Trotz – oder gerade wegen – der nicht gerade weihnachtlichen Temperaturen tagsüber zog es am Wochenende viele Besucher an den Grenchner Weihnachtsmarkt. Dabei wurde auch für ein reichhaltiges Rahmenprogramm gesorgt. Ob Engel basteln aus Kaffee-Kapseln mit der Stiftung Rodania, Kerzen ziehen oder Basteln im Bistrozelt: hier war auch für Kinder immer etwas dabei. Das freute auch die Veranstalter, denn es habe durchwegs «gnue lüt gha». Die älteren Besucher konnten über 40 Stände begutachten, dabei noch den ein oder anderen Weihnachtseinkauf tätigen oder einfach nur ein wenig plaudern und dazu die Festtagsatmosphäre auf sich einwirken lassen. Und wenn am Abend die Temperaturen dann doch noch fielen, versammelte man sich am Feuer und wärmte sich mit einem Becher heissem Glühwein auf.

Gar Aussteller aus dem Thurgau

«Dieses Jahr lief es für uns fast besser als in den letzten», hiess es bei Enz Premium-Spezialitäten, die extra aus dem Thurgau angereist ist. Aber natürlich sei der Grenchner Markt nicht mit Grossanlässe wie beispielsweise in Basel zu vergleichen, wo die Geschäfte besser liefen. Ins gleiche Horn stösst auch Ruth Portmann, die Lammfellprodukte verkauft. «An anderen, grösseren Märkten sind die Leute schon kauffreudiger.» Aber gerade die kleine, aber feine Atmosphäre in Grenchen wird auch geschätzt. «Hier ist alles etwas familiärer», sagt Portmann. Das gebe dem hiesigen Weihnachtsmarkt seinen persönlichen Charme und sorge dafür, dass er nicht so «0815» wirke wie anderswo.

Sehr zufrieden über den 18. Grenchner Weihnachtsmarkt zeigt sich auch OK-Präsident Markus Arnold. Das Konzept «Weihnachten für alle» sei vollumfänglich aufgegangen und man werde auch weiterhin daran festhalten. Auch, dass die schlechten Wetterprognosen nicht eingetroffen seien, habe sich erfreulich auf die Besucherzahlen ausgewirkt.

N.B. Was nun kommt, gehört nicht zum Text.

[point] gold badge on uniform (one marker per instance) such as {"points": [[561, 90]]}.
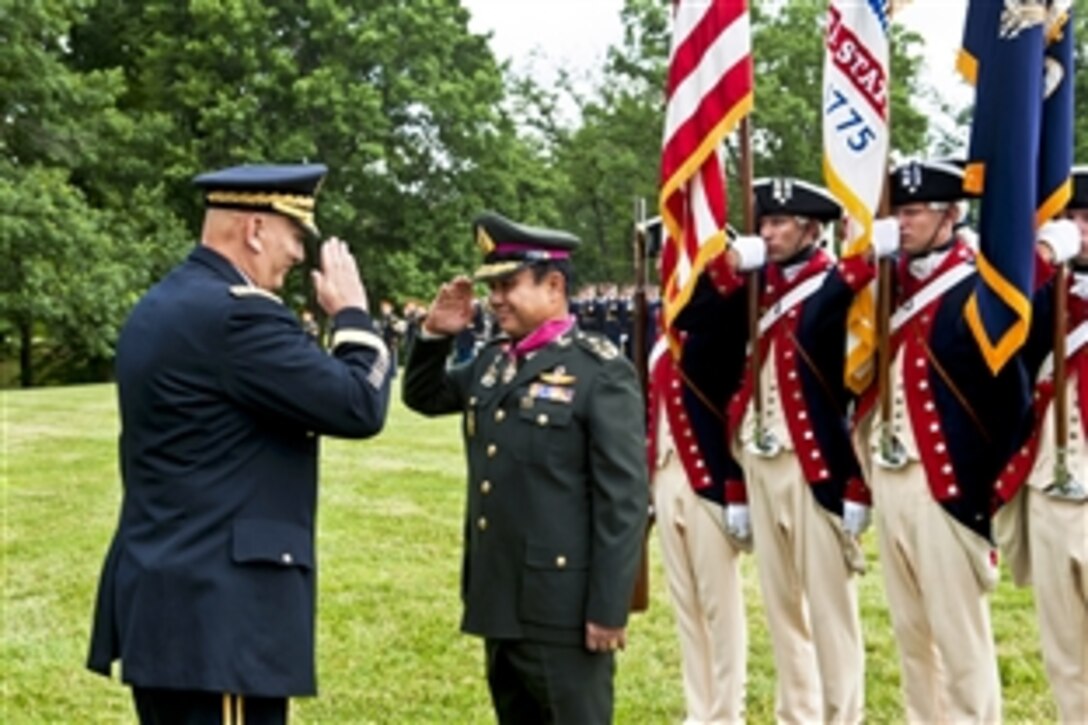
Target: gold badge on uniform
{"points": [[554, 393], [558, 377]]}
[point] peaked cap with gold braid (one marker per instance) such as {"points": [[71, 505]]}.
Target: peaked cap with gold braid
{"points": [[287, 189], [509, 247]]}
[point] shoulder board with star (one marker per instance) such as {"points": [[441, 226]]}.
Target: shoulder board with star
{"points": [[245, 291], [598, 345]]}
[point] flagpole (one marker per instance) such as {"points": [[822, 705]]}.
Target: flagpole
{"points": [[885, 271], [640, 596], [748, 211], [1062, 476]]}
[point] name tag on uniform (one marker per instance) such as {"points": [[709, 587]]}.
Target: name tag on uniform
{"points": [[554, 393]]}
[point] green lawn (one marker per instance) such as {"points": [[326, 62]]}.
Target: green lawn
{"points": [[388, 649]]}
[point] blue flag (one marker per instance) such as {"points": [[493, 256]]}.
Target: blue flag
{"points": [[1013, 163], [1055, 146]]}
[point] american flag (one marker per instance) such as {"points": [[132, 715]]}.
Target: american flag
{"points": [[709, 90]]}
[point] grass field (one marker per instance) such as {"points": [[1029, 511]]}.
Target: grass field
{"points": [[388, 648]]}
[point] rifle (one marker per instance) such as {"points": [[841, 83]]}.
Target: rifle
{"points": [[640, 597]]}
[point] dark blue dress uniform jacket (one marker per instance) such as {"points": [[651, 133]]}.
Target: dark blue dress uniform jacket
{"points": [[209, 582]]}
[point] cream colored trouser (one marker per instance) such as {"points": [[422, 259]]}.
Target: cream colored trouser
{"points": [[1059, 544], [937, 577], [810, 596], [703, 573]]}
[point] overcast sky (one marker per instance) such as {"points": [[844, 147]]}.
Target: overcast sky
{"points": [[543, 34]]}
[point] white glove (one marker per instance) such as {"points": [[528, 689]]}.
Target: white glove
{"points": [[751, 252], [885, 237], [738, 521], [855, 518], [1063, 237]]}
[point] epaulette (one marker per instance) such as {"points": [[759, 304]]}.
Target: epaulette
{"points": [[600, 345], [243, 291]]}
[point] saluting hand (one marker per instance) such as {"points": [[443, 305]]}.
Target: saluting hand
{"points": [[452, 309], [338, 284]]}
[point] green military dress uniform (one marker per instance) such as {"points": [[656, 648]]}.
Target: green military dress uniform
{"points": [[556, 511]]}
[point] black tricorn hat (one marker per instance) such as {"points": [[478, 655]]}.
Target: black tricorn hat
{"points": [[792, 197], [289, 189], [509, 246], [919, 181]]}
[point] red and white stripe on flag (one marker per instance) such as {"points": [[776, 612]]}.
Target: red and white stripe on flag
{"points": [[709, 90]]}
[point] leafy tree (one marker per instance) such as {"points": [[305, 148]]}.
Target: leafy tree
{"points": [[63, 277], [400, 100], [614, 156]]}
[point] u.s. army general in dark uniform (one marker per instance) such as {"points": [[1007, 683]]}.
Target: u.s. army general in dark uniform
{"points": [[557, 483], [207, 594]]}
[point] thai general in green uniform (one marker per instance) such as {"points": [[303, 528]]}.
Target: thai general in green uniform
{"points": [[557, 483]]}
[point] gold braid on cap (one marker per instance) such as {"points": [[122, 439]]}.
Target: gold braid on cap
{"points": [[289, 205], [484, 242]]}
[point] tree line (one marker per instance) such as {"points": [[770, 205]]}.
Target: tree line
{"points": [[109, 107]]}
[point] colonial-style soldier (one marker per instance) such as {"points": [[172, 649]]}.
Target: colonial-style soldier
{"points": [[557, 487], [808, 502], [207, 594], [953, 424], [1043, 524], [689, 391]]}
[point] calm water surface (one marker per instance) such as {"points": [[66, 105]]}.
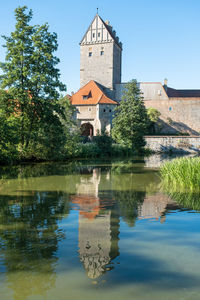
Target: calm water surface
{"points": [[96, 230]]}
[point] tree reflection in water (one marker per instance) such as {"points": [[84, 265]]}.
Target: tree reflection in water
{"points": [[31, 208], [29, 237]]}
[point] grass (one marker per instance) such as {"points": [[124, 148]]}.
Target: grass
{"points": [[183, 172]]}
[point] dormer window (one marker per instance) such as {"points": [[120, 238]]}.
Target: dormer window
{"points": [[87, 95]]}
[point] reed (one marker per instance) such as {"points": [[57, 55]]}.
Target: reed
{"points": [[183, 172]]}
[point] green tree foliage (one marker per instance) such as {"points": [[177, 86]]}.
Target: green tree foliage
{"points": [[31, 76], [104, 143], [153, 115], [131, 121], [9, 125]]}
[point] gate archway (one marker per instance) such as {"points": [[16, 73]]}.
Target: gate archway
{"points": [[87, 129]]}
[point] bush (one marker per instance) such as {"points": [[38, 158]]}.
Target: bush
{"points": [[184, 172], [104, 143]]}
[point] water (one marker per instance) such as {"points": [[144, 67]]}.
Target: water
{"points": [[96, 230]]}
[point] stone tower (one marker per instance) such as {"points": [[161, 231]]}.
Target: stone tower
{"points": [[101, 54]]}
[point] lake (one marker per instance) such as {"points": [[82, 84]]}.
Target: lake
{"points": [[96, 230]]}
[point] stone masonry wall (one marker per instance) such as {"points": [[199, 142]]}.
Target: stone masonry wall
{"points": [[182, 144]]}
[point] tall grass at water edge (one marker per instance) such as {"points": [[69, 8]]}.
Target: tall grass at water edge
{"points": [[183, 172]]}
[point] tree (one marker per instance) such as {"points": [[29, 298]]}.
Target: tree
{"points": [[31, 76], [131, 121], [153, 115]]}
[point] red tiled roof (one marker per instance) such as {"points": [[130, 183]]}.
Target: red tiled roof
{"points": [[94, 94]]}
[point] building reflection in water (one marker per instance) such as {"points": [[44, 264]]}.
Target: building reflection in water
{"points": [[98, 227], [99, 216]]}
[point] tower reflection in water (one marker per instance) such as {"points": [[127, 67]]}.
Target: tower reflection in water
{"points": [[98, 226], [101, 205]]}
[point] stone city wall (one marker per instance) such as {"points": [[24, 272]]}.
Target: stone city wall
{"points": [[182, 144]]}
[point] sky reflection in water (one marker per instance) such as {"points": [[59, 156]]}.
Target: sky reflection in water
{"points": [[96, 230]]}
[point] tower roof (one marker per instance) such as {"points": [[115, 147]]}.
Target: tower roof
{"points": [[91, 94], [100, 31]]}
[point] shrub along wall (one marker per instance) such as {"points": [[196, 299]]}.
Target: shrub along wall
{"points": [[180, 144]]}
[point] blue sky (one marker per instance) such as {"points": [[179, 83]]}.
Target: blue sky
{"points": [[161, 39]]}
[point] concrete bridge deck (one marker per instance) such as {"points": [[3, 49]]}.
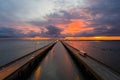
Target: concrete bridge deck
{"points": [[8, 70], [57, 65]]}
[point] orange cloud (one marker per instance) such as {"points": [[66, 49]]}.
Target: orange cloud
{"points": [[76, 26], [26, 29], [97, 38]]}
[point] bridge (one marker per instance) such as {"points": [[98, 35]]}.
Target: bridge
{"points": [[57, 61]]}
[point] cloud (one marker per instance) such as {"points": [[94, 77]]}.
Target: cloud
{"points": [[9, 33], [53, 18], [53, 31]]}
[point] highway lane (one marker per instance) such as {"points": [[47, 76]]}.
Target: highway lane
{"points": [[57, 65]]}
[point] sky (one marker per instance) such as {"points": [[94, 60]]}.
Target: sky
{"points": [[59, 18]]}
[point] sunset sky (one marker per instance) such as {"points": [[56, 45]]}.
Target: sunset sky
{"points": [[59, 18]]}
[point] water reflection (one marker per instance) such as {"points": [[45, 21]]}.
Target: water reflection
{"points": [[107, 52]]}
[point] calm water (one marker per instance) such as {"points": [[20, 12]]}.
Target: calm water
{"points": [[107, 52], [13, 49]]}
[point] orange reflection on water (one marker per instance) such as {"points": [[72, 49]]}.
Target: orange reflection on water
{"points": [[94, 38]]}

Musical in bibbernder Kälte

Ein besonderes Highlight war das Musical «Beni Ben Baitz» des schweizerisch-britischen Kinderliedermachers Andrew Bond, welches Jung und Alt in Scharen an den Marktplatz lockte und an allen drei Tagen aufgeführt wurde. In dem Weihnachtsbühnenstück geht es um eine Imbissbude nahe Betlehem, welche von Beni Ben Baitz und seiner Tochter Hannah betrieben wird. Mit fröhlichen Liedern lockt Beni seine Kunden an und versucht das harzende Geschäft wieder anzukurbeln, um seine Familie durchzubringen. Rund 60 Kinder und Erwachsene waren an der Umsetzung der Geschichte beteiligt, darunter die Klassen 4a/b des Schulhauses Zentrum, Schüler des ökumenischen Religionsunterrichts und die Musiker von BewegungPlus. Trotz bibbernder Kälte an den Abendaufführungen lieferten die Kinder eine souveräne gesangliche und schauspielerische Leistung ab. Was nicht zuletzt auch dem fleissigen Üben zu verdanken ist. «Dieses Jahr waren die Proben besonders happig und intensiv», erklärt Béatrice Kolman, die bereits seit fünf Jahren die Hauptleitung innehat.